In [23]:
using Distributions, StatsPlots;
using Plots, Interact, Blink;

In [24]:
dplot = function(dd)
    lo, hi = quantile.(dd, [0.01, 0.99])
    x = range(lo, hi; length = 100)
    plot(x, pdf.(dd, x), lw=3, label = "f(t)")
    plot!(x, cdf.(dd, x), lw=3, label = "F(t)")
    plot!(x, 1 .- cdf.(dd, x), lw=3, label = "C(t)")
    plot!(x, pdf.(dd, x) ./ (1 .- cdf.(dd, x)), lw=3, label = "λ(t)")
end

#53 (generic function with 1 method)

# Exponencial

This is a widely used probability distribution in maintainability, maintenance, and reliability work. Two basic reasons for its widespread use are that it is easy to handle in performing various types of analyses and the constant failure rate of many engineering items during their useful lives, particularly the electronic ones.

$$f(x; \lambda) = \lambda e^{-\lambda x}, \quad x > 0$$

$$\begin{aligned}
F(t) &=\int_{0}^{t} \lambda e^{-\lambda x} d x \\
&=1-e^{-\lambda t}
\end{aligned}$$

In [25]:
ui = @manipulate for λ = 0.1:0.1:10
    dplot(Exponential(λ))
end;
ui #body!(Window(), ui)

# Rayleigh


This distribution is known after its originator, John Rayleigh (1842-1919), and is sometime used in reliability-related studies.

$$f(x; \sigma) = \frac{x}{\sigma^2} e^{-\frac{x^2}{2 \sigma^2}}, \quad x > 0$$

$$F(t, \sigma)=1-e^{-(t / \sigma)^{2}}$$

In [26]:
ui = @manipulate for σ = 0.1:0.1:10
    dplot(Rayleigh(σ))
end;
ui #body!(Window(), ui)

# Weibull

This distribution was developed by W. Weibull in the early 1950s and it can be used to represent many different physical phenomena.

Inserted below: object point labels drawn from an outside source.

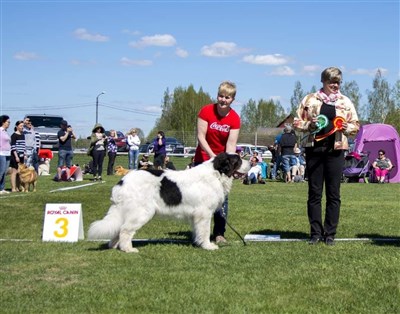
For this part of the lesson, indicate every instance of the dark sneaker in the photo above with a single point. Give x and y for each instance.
(330, 241)
(314, 240)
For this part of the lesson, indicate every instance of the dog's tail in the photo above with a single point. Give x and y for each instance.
(108, 227)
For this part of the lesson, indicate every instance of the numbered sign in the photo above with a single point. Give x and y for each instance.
(63, 223)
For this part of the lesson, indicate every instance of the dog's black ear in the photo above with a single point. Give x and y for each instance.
(227, 163)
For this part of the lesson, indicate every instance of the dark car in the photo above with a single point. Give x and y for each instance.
(120, 141)
(172, 146)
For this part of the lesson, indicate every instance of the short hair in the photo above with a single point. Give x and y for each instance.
(18, 123)
(3, 119)
(228, 88)
(331, 74)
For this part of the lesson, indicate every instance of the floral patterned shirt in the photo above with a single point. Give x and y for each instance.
(310, 107)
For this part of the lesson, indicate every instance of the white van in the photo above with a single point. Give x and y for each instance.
(47, 126)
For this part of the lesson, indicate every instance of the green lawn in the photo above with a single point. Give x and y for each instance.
(175, 277)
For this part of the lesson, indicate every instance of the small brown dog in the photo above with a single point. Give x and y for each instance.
(120, 171)
(27, 177)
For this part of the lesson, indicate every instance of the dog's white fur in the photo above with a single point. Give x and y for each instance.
(142, 194)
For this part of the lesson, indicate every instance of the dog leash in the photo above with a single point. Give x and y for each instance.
(233, 229)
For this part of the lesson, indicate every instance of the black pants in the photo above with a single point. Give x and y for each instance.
(98, 158)
(324, 166)
(110, 165)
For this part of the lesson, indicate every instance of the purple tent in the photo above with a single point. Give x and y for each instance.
(373, 137)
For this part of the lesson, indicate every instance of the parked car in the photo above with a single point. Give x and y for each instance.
(172, 146)
(47, 126)
(120, 141)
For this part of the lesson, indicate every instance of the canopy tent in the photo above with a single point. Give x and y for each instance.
(373, 137)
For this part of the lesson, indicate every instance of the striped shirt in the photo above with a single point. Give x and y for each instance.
(18, 143)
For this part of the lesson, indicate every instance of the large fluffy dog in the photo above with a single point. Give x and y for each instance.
(192, 194)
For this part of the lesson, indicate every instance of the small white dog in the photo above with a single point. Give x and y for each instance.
(192, 194)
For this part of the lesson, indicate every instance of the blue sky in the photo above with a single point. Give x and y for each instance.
(57, 56)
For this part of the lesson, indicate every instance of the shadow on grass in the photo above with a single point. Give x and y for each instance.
(381, 240)
(284, 234)
(183, 238)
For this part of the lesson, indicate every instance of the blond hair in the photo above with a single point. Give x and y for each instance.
(227, 88)
(331, 74)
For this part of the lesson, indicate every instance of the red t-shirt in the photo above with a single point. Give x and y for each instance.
(217, 130)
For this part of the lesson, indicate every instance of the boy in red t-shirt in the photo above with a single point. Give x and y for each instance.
(218, 127)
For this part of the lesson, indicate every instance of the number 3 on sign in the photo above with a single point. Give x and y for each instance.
(63, 223)
(63, 227)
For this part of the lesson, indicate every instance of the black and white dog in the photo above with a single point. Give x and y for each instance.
(193, 194)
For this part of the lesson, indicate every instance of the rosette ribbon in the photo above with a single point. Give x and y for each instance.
(322, 121)
(337, 126)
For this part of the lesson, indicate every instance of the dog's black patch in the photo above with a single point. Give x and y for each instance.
(155, 172)
(227, 163)
(170, 192)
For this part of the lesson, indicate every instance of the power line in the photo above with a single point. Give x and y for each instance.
(68, 107)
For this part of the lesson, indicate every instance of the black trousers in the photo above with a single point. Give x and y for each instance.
(98, 158)
(324, 166)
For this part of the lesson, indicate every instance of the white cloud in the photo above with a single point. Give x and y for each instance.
(312, 69)
(130, 62)
(165, 40)
(369, 72)
(82, 62)
(275, 59)
(129, 32)
(83, 34)
(222, 49)
(26, 56)
(283, 71)
(181, 53)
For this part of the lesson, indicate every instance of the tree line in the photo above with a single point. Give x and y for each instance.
(180, 108)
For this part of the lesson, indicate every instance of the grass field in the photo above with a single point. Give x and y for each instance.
(174, 277)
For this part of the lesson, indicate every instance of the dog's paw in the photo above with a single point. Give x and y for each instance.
(210, 246)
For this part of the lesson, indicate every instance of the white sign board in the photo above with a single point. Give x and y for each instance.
(63, 223)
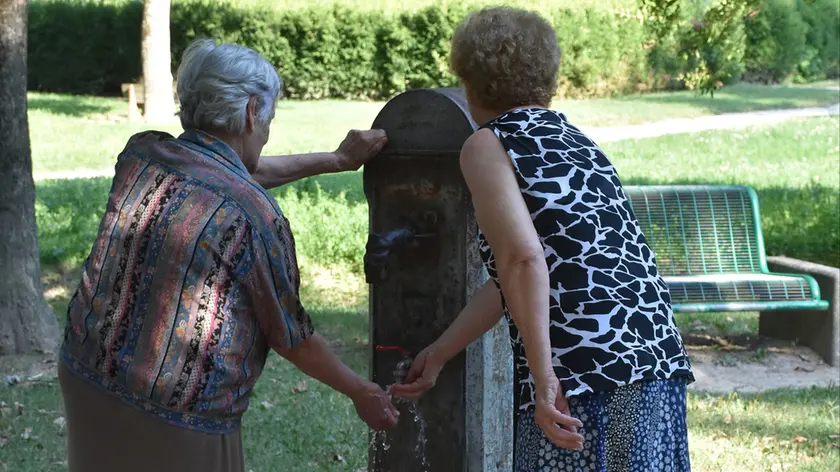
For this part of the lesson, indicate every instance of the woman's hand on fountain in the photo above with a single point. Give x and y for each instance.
(374, 407)
(421, 377)
(553, 416)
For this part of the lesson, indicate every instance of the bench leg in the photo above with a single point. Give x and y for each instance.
(815, 329)
(819, 330)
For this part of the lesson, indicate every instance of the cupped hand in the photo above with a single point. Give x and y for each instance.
(421, 377)
(374, 407)
(553, 416)
(359, 147)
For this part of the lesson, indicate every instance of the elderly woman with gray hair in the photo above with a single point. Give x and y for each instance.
(193, 279)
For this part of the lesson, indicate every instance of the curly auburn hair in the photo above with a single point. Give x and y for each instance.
(507, 57)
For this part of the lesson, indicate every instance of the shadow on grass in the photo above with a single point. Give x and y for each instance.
(66, 105)
(784, 413)
(743, 98)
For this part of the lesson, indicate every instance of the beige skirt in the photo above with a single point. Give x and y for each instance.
(104, 434)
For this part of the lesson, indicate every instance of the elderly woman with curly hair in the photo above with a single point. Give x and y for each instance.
(193, 279)
(600, 367)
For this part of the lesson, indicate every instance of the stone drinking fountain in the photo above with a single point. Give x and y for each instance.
(422, 264)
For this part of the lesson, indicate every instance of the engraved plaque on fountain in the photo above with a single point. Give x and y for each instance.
(422, 265)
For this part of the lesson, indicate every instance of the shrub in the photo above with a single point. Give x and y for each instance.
(320, 52)
(776, 41)
(78, 46)
(91, 47)
(823, 39)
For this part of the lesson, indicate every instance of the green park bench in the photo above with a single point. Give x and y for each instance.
(710, 251)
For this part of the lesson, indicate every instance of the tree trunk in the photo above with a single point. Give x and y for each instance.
(27, 324)
(157, 67)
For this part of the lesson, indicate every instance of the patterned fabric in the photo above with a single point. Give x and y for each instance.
(635, 428)
(611, 317)
(192, 279)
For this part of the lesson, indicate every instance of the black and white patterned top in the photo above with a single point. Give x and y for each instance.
(611, 318)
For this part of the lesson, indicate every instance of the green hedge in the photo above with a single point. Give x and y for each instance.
(91, 47)
(793, 39)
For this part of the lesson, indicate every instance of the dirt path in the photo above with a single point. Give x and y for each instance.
(603, 135)
(707, 123)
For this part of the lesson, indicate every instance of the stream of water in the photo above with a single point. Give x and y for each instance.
(380, 444)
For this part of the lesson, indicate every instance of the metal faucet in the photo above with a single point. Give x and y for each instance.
(403, 366)
(379, 247)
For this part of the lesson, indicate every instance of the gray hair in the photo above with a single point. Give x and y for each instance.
(215, 83)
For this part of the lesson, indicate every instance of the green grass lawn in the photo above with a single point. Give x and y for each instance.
(795, 167)
(86, 133)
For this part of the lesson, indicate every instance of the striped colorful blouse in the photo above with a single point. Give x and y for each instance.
(192, 279)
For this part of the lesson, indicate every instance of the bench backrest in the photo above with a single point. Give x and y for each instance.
(698, 230)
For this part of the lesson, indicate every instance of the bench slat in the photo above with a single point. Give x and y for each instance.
(710, 250)
(699, 230)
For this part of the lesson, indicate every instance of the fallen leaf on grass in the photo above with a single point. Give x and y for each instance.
(301, 387)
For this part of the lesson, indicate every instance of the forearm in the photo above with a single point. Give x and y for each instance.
(526, 288)
(274, 171)
(314, 358)
(481, 313)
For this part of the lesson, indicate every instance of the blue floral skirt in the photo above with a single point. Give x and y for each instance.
(636, 428)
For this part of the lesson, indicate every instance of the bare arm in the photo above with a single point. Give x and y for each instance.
(356, 149)
(274, 171)
(520, 261)
(523, 274)
(314, 358)
(482, 313)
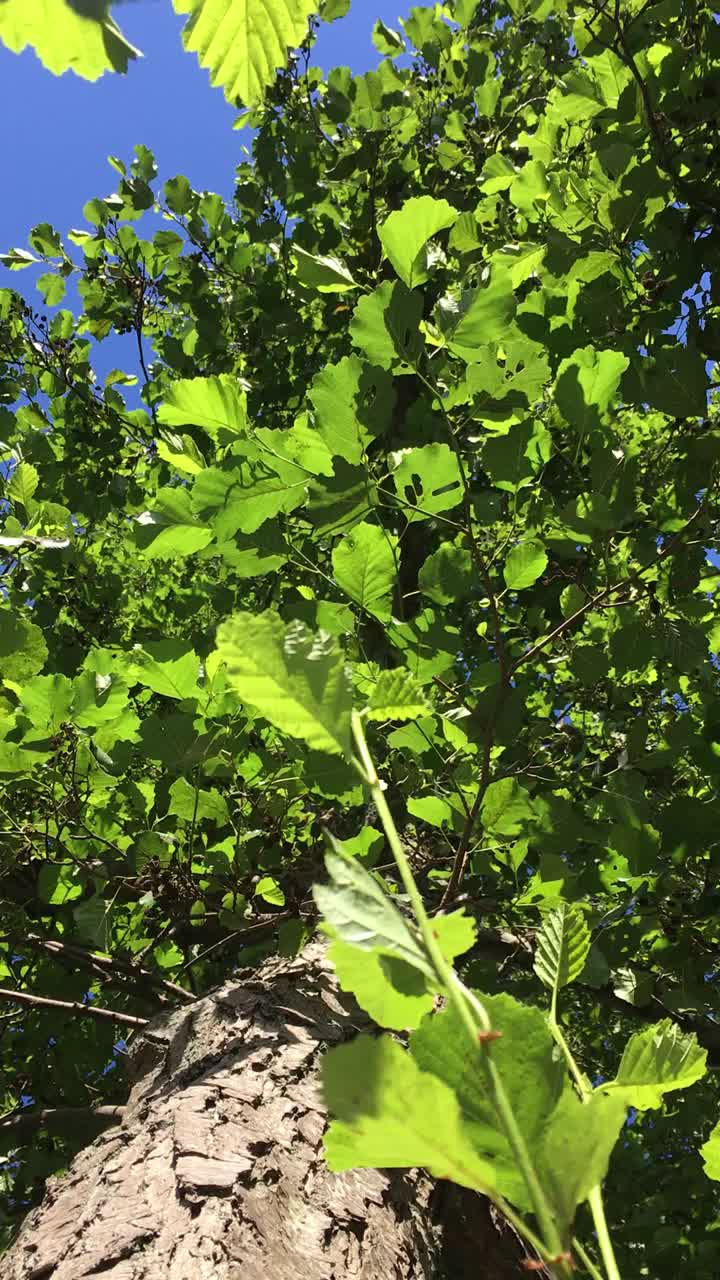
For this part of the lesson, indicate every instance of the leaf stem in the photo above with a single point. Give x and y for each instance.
(469, 1009)
(595, 1196)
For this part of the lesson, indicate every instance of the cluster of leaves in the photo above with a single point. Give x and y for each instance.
(434, 394)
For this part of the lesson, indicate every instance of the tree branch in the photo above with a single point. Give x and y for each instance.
(71, 1006)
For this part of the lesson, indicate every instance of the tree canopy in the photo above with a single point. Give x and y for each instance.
(423, 423)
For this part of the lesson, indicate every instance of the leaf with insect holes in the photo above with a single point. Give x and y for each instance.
(563, 946)
(397, 695)
(360, 912)
(656, 1061)
(299, 681)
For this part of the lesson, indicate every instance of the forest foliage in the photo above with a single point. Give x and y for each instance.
(413, 478)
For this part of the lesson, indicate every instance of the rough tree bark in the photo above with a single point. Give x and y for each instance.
(217, 1170)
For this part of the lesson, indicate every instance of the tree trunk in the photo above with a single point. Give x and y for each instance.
(217, 1171)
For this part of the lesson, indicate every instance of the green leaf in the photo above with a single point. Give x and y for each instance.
(393, 992)
(572, 599)
(587, 383)
(364, 567)
(17, 259)
(171, 530)
(561, 947)
(427, 480)
(524, 565)
(169, 667)
(575, 1150)
(507, 808)
(65, 37)
(23, 483)
(387, 41)
(482, 315)
(94, 922)
(326, 274)
(432, 809)
(360, 912)
(51, 287)
(269, 891)
(352, 403)
(656, 1061)
(199, 804)
(405, 233)
(181, 452)
(59, 883)
(396, 695)
(22, 648)
(533, 1079)
(242, 42)
(218, 405)
(447, 575)
(386, 325)
(392, 1115)
(297, 681)
(531, 188)
(710, 1152)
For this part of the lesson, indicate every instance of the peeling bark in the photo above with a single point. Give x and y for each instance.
(217, 1171)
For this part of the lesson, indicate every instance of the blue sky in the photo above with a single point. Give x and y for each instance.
(54, 152)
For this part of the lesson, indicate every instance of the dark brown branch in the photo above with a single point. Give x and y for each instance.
(501, 945)
(26, 1123)
(113, 968)
(71, 1006)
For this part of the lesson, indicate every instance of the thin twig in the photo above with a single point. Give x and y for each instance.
(71, 1006)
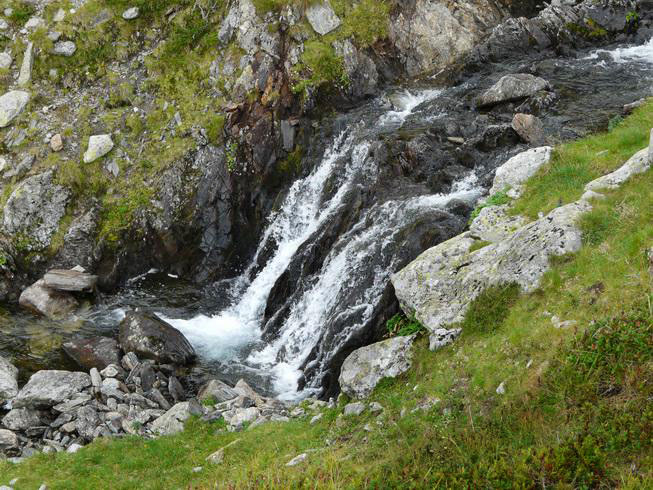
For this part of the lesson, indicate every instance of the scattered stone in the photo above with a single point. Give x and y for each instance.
(47, 388)
(322, 17)
(11, 105)
(512, 87)
(529, 128)
(64, 48)
(25, 75)
(297, 460)
(56, 143)
(130, 13)
(42, 300)
(365, 367)
(98, 146)
(152, 338)
(356, 408)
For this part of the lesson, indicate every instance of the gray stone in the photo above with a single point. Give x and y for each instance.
(25, 75)
(517, 170)
(48, 388)
(365, 367)
(64, 48)
(70, 280)
(322, 17)
(173, 420)
(44, 301)
(512, 87)
(11, 105)
(152, 338)
(98, 146)
(8, 380)
(25, 214)
(356, 409)
(217, 390)
(21, 419)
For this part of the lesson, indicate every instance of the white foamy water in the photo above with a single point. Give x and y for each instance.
(642, 54)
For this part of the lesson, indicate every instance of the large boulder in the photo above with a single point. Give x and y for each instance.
(8, 380)
(512, 87)
(365, 367)
(42, 300)
(11, 105)
(97, 352)
(25, 213)
(48, 388)
(70, 280)
(173, 420)
(152, 338)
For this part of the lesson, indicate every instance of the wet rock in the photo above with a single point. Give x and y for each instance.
(152, 338)
(529, 128)
(516, 171)
(512, 87)
(45, 301)
(365, 367)
(98, 146)
(21, 419)
(217, 390)
(24, 213)
(8, 380)
(173, 420)
(48, 388)
(11, 105)
(70, 280)
(98, 352)
(322, 17)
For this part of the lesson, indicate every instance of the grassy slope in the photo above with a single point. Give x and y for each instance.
(579, 417)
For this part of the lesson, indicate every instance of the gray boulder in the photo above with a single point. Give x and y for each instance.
(98, 352)
(8, 380)
(217, 390)
(322, 18)
(48, 388)
(70, 280)
(40, 299)
(152, 338)
(365, 367)
(173, 420)
(11, 105)
(26, 214)
(512, 87)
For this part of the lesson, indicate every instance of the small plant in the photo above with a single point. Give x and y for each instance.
(400, 326)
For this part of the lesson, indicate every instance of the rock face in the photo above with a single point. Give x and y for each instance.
(98, 146)
(322, 17)
(47, 388)
(8, 380)
(432, 35)
(152, 338)
(520, 168)
(11, 104)
(97, 353)
(512, 87)
(24, 213)
(70, 280)
(42, 300)
(365, 367)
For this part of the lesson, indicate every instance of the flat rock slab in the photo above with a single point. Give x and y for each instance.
(365, 367)
(98, 352)
(70, 280)
(48, 388)
(152, 338)
(42, 300)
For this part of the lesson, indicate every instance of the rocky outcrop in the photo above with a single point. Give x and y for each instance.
(152, 338)
(365, 367)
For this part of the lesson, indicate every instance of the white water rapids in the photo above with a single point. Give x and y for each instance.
(304, 210)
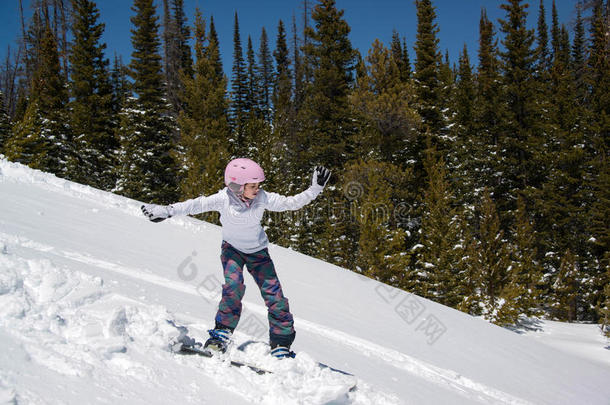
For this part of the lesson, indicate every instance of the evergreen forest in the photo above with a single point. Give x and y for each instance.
(483, 185)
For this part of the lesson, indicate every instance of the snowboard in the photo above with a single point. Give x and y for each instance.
(199, 351)
(189, 346)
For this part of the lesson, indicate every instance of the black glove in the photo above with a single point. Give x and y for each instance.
(320, 176)
(155, 213)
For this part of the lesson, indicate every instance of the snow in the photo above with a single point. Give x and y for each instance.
(91, 294)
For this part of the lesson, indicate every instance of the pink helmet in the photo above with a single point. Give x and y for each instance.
(241, 171)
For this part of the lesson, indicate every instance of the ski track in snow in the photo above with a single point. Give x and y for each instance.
(80, 330)
(460, 384)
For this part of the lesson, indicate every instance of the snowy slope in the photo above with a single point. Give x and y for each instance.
(88, 285)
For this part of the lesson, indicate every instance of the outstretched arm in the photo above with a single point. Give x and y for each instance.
(158, 213)
(277, 202)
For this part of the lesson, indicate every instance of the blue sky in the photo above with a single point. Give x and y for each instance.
(458, 21)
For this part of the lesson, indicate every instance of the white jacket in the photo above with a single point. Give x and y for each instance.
(241, 223)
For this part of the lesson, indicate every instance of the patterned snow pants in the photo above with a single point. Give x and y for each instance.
(260, 266)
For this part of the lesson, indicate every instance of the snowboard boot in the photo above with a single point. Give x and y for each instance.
(282, 352)
(219, 340)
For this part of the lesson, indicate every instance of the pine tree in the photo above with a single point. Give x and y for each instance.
(526, 280)
(326, 109)
(597, 141)
(401, 56)
(386, 108)
(203, 122)
(523, 164)
(253, 91)
(239, 92)
(215, 56)
(542, 38)
(120, 85)
(178, 57)
(489, 260)
(427, 64)
(464, 159)
(91, 110)
(606, 306)
(5, 123)
(266, 79)
(568, 289)
(489, 115)
(282, 85)
(379, 246)
(148, 169)
(439, 259)
(578, 59)
(42, 138)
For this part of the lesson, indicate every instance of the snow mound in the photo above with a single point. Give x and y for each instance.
(67, 321)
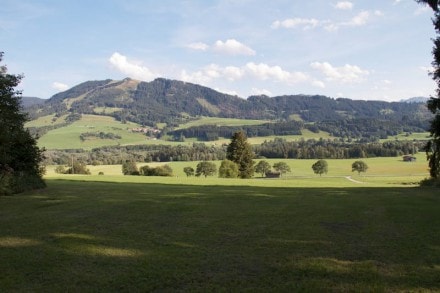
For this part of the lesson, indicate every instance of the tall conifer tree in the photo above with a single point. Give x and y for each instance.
(20, 156)
(240, 152)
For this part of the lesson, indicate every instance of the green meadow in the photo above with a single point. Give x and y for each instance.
(69, 137)
(141, 236)
(340, 232)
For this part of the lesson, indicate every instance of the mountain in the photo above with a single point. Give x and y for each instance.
(416, 100)
(174, 102)
(31, 101)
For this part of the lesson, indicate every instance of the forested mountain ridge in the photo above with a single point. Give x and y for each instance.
(173, 102)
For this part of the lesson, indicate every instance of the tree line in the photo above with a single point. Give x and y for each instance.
(277, 148)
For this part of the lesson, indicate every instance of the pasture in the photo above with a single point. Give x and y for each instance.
(69, 137)
(107, 236)
(339, 232)
(382, 172)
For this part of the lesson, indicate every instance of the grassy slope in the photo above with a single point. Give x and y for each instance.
(90, 236)
(221, 122)
(382, 172)
(68, 137)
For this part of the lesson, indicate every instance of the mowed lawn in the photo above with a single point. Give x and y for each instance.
(137, 237)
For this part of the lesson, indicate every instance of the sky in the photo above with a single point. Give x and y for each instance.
(357, 49)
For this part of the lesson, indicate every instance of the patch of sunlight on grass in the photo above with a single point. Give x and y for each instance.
(74, 236)
(184, 244)
(339, 266)
(301, 242)
(17, 242)
(101, 250)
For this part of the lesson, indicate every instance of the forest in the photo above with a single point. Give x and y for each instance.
(277, 148)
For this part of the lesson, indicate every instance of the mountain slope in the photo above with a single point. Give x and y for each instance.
(175, 102)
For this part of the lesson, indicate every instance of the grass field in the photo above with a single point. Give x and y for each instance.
(221, 122)
(382, 172)
(69, 137)
(46, 121)
(101, 236)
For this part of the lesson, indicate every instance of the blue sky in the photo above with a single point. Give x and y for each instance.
(369, 49)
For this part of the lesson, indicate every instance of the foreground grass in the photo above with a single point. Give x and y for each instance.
(100, 236)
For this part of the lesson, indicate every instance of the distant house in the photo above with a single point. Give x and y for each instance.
(272, 174)
(409, 159)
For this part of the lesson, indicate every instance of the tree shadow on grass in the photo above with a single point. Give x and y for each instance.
(95, 236)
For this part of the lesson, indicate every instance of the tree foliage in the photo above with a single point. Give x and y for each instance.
(359, 166)
(129, 167)
(320, 167)
(262, 167)
(228, 169)
(240, 152)
(77, 168)
(164, 170)
(433, 146)
(282, 167)
(189, 171)
(206, 169)
(20, 156)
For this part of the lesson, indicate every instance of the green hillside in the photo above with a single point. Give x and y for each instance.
(68, 137)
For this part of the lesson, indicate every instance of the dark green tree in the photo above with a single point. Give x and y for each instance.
(228, 169)
(359, 166)
(130, 168)
(206, 169)
(433, 146)
(282, 167)
(189, 171)
(262, 167)
(240, 152)
(78, 168)
(320, 167)
(20, 157)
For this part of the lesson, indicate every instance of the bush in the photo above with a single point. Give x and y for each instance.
(60, 169)
(78, 168)
(130, 168)
(164, 170)
(430, 182)
(228, 169)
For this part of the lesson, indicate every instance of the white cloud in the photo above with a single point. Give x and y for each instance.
(263, 71)
(305, 23)
(198, 46)
(344, 5)
(233, 47)
(229, 47)
(422, 9)
(318, 83)
(131, 69)
(60, 86)
(359, 20)
(260, 71)
(345, 74)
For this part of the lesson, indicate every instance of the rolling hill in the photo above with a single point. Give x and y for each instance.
(189, 110)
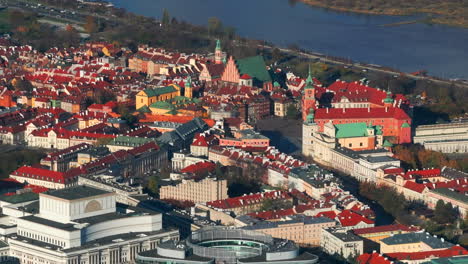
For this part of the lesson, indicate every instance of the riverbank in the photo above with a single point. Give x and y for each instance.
(445, 14)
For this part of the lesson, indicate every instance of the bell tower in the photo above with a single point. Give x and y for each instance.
(218, 53)
(308, 96)
(188, 87)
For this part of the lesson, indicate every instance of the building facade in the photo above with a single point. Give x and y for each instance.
(82, 225)
(201, 191)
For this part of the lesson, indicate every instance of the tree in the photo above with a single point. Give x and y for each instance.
(166, 17)
(17, 18)
(90, 25)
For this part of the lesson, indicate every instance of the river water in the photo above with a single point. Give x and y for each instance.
(442, 50)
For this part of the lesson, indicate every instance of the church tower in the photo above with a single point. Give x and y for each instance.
(218, 53)
(388, 101)
(309, 129)
(308, 96)
(188, 87)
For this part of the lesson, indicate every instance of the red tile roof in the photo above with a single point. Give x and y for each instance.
(42, 174)
(445, 253)
(348, 218)
(361, 113)
(374, 258)
(248, 199)
(385, 228)
(417, 187)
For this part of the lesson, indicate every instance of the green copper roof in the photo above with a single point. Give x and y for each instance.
(351, 130)
(159, 91)
(130, 141)
(173, 112)
(162, 105)
(255, 67)
(378, 130)
(188, 82)
(144, 109)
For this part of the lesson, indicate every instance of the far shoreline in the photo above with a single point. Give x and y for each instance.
(440, 20)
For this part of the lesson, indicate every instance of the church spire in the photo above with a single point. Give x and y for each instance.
(188, 87)
(188, 82)
(218, 53)
(310, 80)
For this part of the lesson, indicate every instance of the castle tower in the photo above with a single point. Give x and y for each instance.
(308, 96)
(218, 53)
(188, 87)
(388, 101)
(309, 129)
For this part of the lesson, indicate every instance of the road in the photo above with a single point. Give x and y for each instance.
(366, 67)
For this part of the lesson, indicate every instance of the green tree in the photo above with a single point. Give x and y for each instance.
(166, 17)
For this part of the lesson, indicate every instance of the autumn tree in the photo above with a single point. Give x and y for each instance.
(166, 18)
(90, 25)
(444, 213)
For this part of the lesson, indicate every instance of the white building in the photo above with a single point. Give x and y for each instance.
(446, 138)
(183, 160)
(83, 225)
(342, 242)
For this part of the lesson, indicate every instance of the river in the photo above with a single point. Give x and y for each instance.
(440, 49)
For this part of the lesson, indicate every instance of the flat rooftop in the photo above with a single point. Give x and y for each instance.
(77, 192)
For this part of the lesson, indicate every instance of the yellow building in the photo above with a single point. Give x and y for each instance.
(150, 96)
(378, 233)
(412, 242)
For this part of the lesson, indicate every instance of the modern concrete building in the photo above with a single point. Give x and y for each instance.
(303, 230)
(83, 225)
(227, 245)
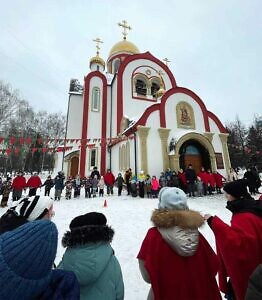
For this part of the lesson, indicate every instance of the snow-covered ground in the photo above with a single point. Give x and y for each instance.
(130, 218)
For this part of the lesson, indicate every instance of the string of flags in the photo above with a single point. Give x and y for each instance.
(246, 149)
(18, 145)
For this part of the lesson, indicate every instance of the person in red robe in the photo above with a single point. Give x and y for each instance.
(239, 246)
(175, 258)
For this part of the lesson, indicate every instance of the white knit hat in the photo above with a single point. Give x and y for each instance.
(31, 208)
(172, 198)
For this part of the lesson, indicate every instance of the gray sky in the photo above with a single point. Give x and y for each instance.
(215, 47)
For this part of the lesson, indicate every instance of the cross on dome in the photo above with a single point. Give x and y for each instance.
(166, 60)
(125, 26)
(97, 41)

$$f(x; \beta, \eta, t_0) = \frac{\beta}{\eta} \left( \frac{x-t_0}{\eta} \right)^{\beta-1} e^{-(\frac{x-t_0}{\eta})^\beta}, \quad x \ge 0$$
   
   
$$F(t; \beta, \eta, t_0=0)=1-e^{-(t / \eta)^{\beta}}$$

![image.png](attachment:image.png)

In [27]:
ui = @manipulate for β = 0.1:0.1:10, η = 0.1:0.1:10
    dplot(Weibull(β,η))
end;
ui #body!(Window(), ui)

In [28]:
bathtub_plot = function(d1, d2, d3)
    lo, hi = quantile.(d1, [0.01, 0.99])
    x = range(lo, hi; length = 100)
    plot(x, pdf.(d1, x) ./ (1 .- cdf.(d1, x)), lw=3, label = "λ1(t)")
    lo, hi = quantile.(d2, [0.01, 0.99])
    x = range(lo, hi; length = 100)
    plot!(x, pdf.(d2, x) ./ (1 .- cdf.(d2, x)), lw=3, label = "λ2(t)")
    lo, hi = quantile.(d3, [0.01, 0.99])
    x = range(lo, hi; length = 100)
    plot!(x, pdf.(d3, x) ./ (1 .- cdf.(d3, x)), lw=3, label = "λ3(t)")
end

ui = @manipulate for β1 = 0.1:0.1:10, η1 = 0.1:0.1:10, 
    β2 = 0.1:0.1:10, η2 = 0.1:0.1:10, 
    β3 = 0.1:0.1:10, η3 = 0.1:0.1:10
    bathtub_plot(Weibull(β1,η1), Weibull(β2,η2), Weibull(β3,η3))
end;

ui #body!(Window(), ui)

# Normal

This is a widely used probability distribution and is also known as the Gaussian distribution after Carl Friedrich Gauss (1777-1855).

$$f(x; \mu, \sigma) = \frac{1}{\sqrt{2 \pi \sigma^2}}
\exp \left( - \frac{(x - \mu)^2}{2 \sigma^2} \right)$$

$$F(t; \mu, \sigma)=\frac{1}{\sigma \sqrt{2 \pi}} \int_{-\infty}^{t} \exp \left[-\frac{(t-\mu)^{2}}{2 \sigma^{2}}\right] d y$$

In [29]:
ui = @manipulate for μ = 0:0.1:10, σ = 0.1:0.1:10
    dplot(Normal(μ,σ))
end;
ui #body!(Window(), ui)

# LogNormal

This distribution is quite useful to represent the distribution of failed equipment repair times.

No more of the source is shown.